RNA Extraction/qRT-PCR/Transcriptional Profiling

Total RNA from all cell preparations was extracted using TRIzol (Invitrogen). RNA quality was determined using an RNA nanochip on a Bioanalyzer (Agilent Technologies). RNA was converted to cDNA using the Superscript First-Strand III kit (Invitrogen) and qRT-PCR was carried out using a Realplex Mastercycler (Eppendorf) with Quantifast-SYBR Green Mastermix (Qiagen). Primer sets are listed in supplemental Experimental Procedures.

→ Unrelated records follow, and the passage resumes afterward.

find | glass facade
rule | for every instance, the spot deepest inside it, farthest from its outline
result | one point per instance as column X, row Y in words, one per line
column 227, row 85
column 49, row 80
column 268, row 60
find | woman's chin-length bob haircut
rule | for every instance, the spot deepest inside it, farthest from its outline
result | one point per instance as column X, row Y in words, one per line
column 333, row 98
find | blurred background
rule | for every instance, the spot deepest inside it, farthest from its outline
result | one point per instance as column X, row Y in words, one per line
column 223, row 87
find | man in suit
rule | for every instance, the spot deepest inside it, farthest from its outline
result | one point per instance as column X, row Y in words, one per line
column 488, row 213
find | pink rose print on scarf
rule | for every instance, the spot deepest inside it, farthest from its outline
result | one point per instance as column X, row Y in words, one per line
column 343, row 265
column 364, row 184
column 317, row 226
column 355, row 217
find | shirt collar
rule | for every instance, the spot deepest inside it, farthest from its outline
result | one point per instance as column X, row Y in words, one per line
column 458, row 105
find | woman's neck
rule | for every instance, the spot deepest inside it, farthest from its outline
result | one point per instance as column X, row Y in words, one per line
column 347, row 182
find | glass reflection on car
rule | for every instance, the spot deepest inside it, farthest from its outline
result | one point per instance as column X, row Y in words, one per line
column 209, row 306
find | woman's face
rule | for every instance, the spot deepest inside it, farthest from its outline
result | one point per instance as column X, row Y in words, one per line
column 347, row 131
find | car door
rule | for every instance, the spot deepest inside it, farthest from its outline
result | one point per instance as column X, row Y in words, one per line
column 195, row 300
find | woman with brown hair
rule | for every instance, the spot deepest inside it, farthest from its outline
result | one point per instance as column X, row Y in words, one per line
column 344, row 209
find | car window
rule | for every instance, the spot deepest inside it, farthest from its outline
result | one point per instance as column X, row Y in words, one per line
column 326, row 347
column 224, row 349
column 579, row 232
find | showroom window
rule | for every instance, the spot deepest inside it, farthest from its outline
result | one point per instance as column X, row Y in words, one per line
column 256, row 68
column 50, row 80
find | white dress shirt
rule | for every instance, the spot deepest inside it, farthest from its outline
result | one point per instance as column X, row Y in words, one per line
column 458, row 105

RNA samples were processed by Asuragen and microarray analysis was performed on the Affymetrix Human Genome U133 Plus 2.0 Array. Arrays were hybridized overnight at 50°C, washed, stained, and scanned on a GeneChip Scanner 3000. Microarray data was analyzed using R/Bioconductor (http://www.bioconductor.org). Raw data were normalized by robust multi-array averaging (Bolstad et al., 2003) using a custom Chip Description File from the Michigan Microarray Lab (http://brainarray.mbni.med.umich.edu, version 13). Primary adipocyte RNA is from Zenbio, cat. #RNAmi-Q10-1, RNAmi-Q10-2, and RNA-Q10-3. GEO data were taken from Lee et al. (2005), dataset record GEO: GDS3602.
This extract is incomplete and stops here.